Он вновь так залюбовался, что и не заметил смены настроения своей спутницы. Радостная только мгновение назад, теперь она стала озабоченной, словно испуганной.
– Слово такое, впрочем, вы не слушайте меня, я болтаю всякий вздор. Мне так говорят…
Она говорила, как есть, болтала вздор, а Василий заставлял себя не улыбаться, глядя, как пар орошает розовые губки.

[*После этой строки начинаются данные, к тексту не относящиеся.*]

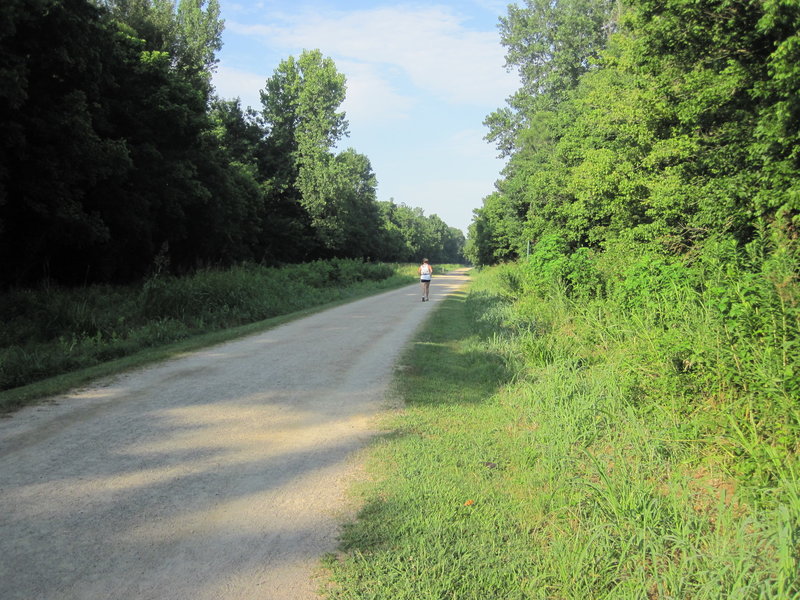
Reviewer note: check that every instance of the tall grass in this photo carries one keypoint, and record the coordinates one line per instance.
(562, 445)
(49, 331)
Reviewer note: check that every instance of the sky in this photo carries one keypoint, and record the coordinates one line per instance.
(421, 79)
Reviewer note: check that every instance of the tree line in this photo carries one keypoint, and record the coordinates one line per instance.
(670, 125)
(117, 157)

– … ? – тишина. Девушка замолчала, ожидая ответа на свой вопрос. Сделалось неловко. Снова.
Да и дом, цвета топлёного молока, около которого они проходили, хотелось миновать поскорее. Лет тридцать назад, когда лже-пророки и экстрасенцы уже вовсю орудовали в столице, в доме этом первом устраивали сеансы спиритизма.
– Я… эмм… я вынужден представиться, – нашёлся он, не находя возможности выйти из сложившейся неловкости. И пусть, итак все возможные приличия нарушены, где искать того, кто сможет свести такое знакомство без урона девичьей чести. И чуть ускорил шаг.
Она рассмеялась звонко, заливисто, запрокинула голову, вновь теряя шапку, отчего захохотала ещё громче.
– Я уже подумала, что вы этого никогда не скажете! – в смехе она взялась за предплечье Василия, словно только опора может помочь ей не повалиться со смеху. – Но ты… вы, вы меня не слушали совсем!
Он скупо улыбнулся, признавая её правоту, вместе с тем словно в страхе спугнуть этот момент.
– Вы странно говорите… откуда вы?
Смех прекратился. И снова в голубых глазах мелькнул страх. Быстро – вспыхнул и потух.
– Я родилась в Австрии, – иностранная подданная, значит католичка, вернее всего, – но с детских лет живу в Петербурге, я говорить выучилась здесь.
Всё ладно, только сотрудник охранки не мог не отметить, что теперь она стала слова выговаривать медленнее, подбирая, больше не лепеча быстро и странно. Вновь испугалась чего-то? И пусть он пока не знает ни кто она, ни откуда, но точно знает, что не должно быть у неё страха. Не подле него.